Nanoscope Therapeutics Inc. released 3-year follow-up findings from a long-term extension of the phase 2b/3 RESTORE trial evaluating MCO-010, its optogenetic therapy, for the treatment of retinitis pigmentosa (RP).
The data was most recently presented during the 2025 American Academy of Ophthalmology (AAO) annual meeting in Orlando, Florida, earlier this month.
First, a look at optogenetics.
Optogenetics refers to a therapeutic approach that uses light to turn specific cells on or off—and is notable for its potential to treat retinal diseases via therapies that "functionalize retinal cells” to become light sensitive.
Now to this therapeutic.
To understand MCO-010, you’ll need some background on Nanoscope and its MCO-based science.
Next up: MCO-010.
Under clinical investigation for both RP and Stargardt disease—check out this recent positive phase 2 data from the STARLIGHT trial—MCO-010 (sonpiretigene isteparvovec) is a mutation-agnostic optogenetic gene therapy.

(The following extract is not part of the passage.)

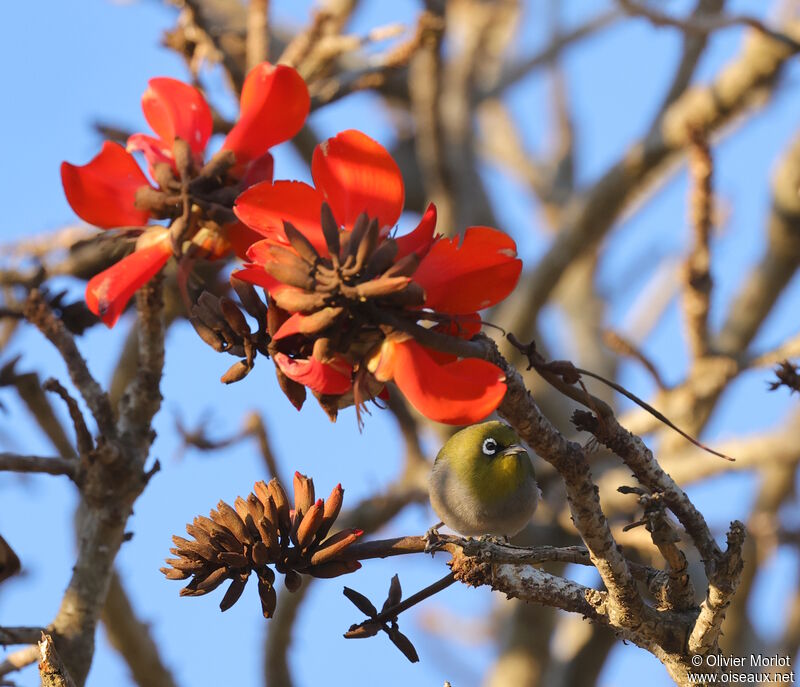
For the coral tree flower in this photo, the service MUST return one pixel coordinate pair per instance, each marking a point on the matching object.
(274, 106)
(352, 301)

Specifically: It uses adeno-associated viral vector serotype 2 (AAV2) to deliver a multicharacteristic opsin (MCO) transgene via a single, in-office intravitreal (IVT) injection.
- The resulting effect: Transduction of bipolar cells to express photosensitive opsin and enhance vision in spite of photoreceptor loss.
How is this possible?
Via Nanoscope’s proprietary optogenetic technology, which makes highly dense bipolar retinal cells sensitive to light (photosensitive) while preserving the visual processing circuitry.

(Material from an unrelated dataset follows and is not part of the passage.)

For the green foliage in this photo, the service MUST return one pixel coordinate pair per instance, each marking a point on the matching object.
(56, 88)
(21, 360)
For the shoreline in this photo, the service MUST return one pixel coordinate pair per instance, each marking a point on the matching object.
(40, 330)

- How: By bypassing or supplementing dead photoreceptors.
Thanks to this tech, MCO-010 doesn’t need:
- Genetic testing (to determine patient eligibility)
- Surgical intervention
- Repeat dosing
As a bonus: See how else this gene-agnostic gene therapy differs from other RP treatments.
And in regards to this clinical data …
Our topic of conversation (an extension study’s 3-year findings) stems from that aforementioned phase 2b/3 RESTORE trial (NCT04945772).

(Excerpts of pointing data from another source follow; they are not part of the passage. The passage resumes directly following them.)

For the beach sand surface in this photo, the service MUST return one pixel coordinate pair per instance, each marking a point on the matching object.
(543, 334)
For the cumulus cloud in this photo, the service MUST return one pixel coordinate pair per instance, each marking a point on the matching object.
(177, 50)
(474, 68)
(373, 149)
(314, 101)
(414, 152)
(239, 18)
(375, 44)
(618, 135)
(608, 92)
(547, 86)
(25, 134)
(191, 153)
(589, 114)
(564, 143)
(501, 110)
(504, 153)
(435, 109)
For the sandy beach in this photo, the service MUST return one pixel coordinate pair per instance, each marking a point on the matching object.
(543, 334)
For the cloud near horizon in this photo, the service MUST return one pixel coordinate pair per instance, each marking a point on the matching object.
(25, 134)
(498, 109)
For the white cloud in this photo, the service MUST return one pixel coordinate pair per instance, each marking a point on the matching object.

Its purpose: To evaluate the efficacy of a single MCO-010 IVT injection via best-corrected visual acuity (BCVA) among RP patients.
And how did MCO-010 perform in that?
It met the study’s primary endpoint. Check out the full breakdown of data.
So this extension study was built off of those results, then?
Indeed. According to Nanscope, 152-week data from the long-term extension (dubbed REMAIN) demonstrated “durable and clinically meaningful vision improvements” following just one IVT injection of MCO-010.
- Further: The therapeutic’s favorable safety and tolerability profile was maintained through 3 years.
Give me some numbers.
Regarding MCO-010’s durable efficacy:
- Patients maintained an average BCVA gain from baseline of an estimated 0.3 LogMAR (equivalent to three lines or 15 letters on a standard Early Treatment Diabetic Retinopathy Scale [ETDRS] vision chart)
- BCVA-area under the curve (AUC) profiles for both the RESTORE and REMAIN extension trials demonstrated “fivefold greater vision gains” versus sham treatment
Any adverse events to report?
The company noted that no serious ocular adverse events (AEs) were observed among the treated patients.
As for long-term tolerability: One mild case of inflammation necessitated topical steroid treatment.
- And by Week 152, 14 of 15 treated patients did not require any ongoing inflammation management.
Nice! So what’s the significance of this data?
Per Nanoscope CEO Sulagna Bhattacharya, the results underscore MCO-010’s “lasting impact” on RP patients—and highlight the potential for the candidate as a one-time therapy for other retinal degenerative conditions.
And what’s next?
Did we mention Nanoscope is already in the process of submitting a Biologics License Application (BLA) for MCO-010?
Well… it is. That began over the summer, in June. See here for our coverage.
- Take note: Nanoscope noted that the new data from the REMAIN extension study will “form the clinical basis” of its BLA submission.
Back up a moment—What do you mean by “in the process”?
This is a rolling (ongoing) BLA submission—meaning that Nanoscope can submit sections of its application to the FDA as they become available (instead of all at once, as is usually the case).
- Nanoscope received this permission after the federal agency granted MCO-010 two key designations: Fast Track and Orphan Drug.
Also important to know: Due to those designations, MCO-010 also qualified for priority review—enabling an expanded FDA review (within 6 months) of the application.
So… when is this BLA submission expected to be complete?
As the company previously reported: early 2026.
And the big-picture potential: For MCO-010 to become the first gene-agnostic therapy to restore vision in legally-blind RP patients.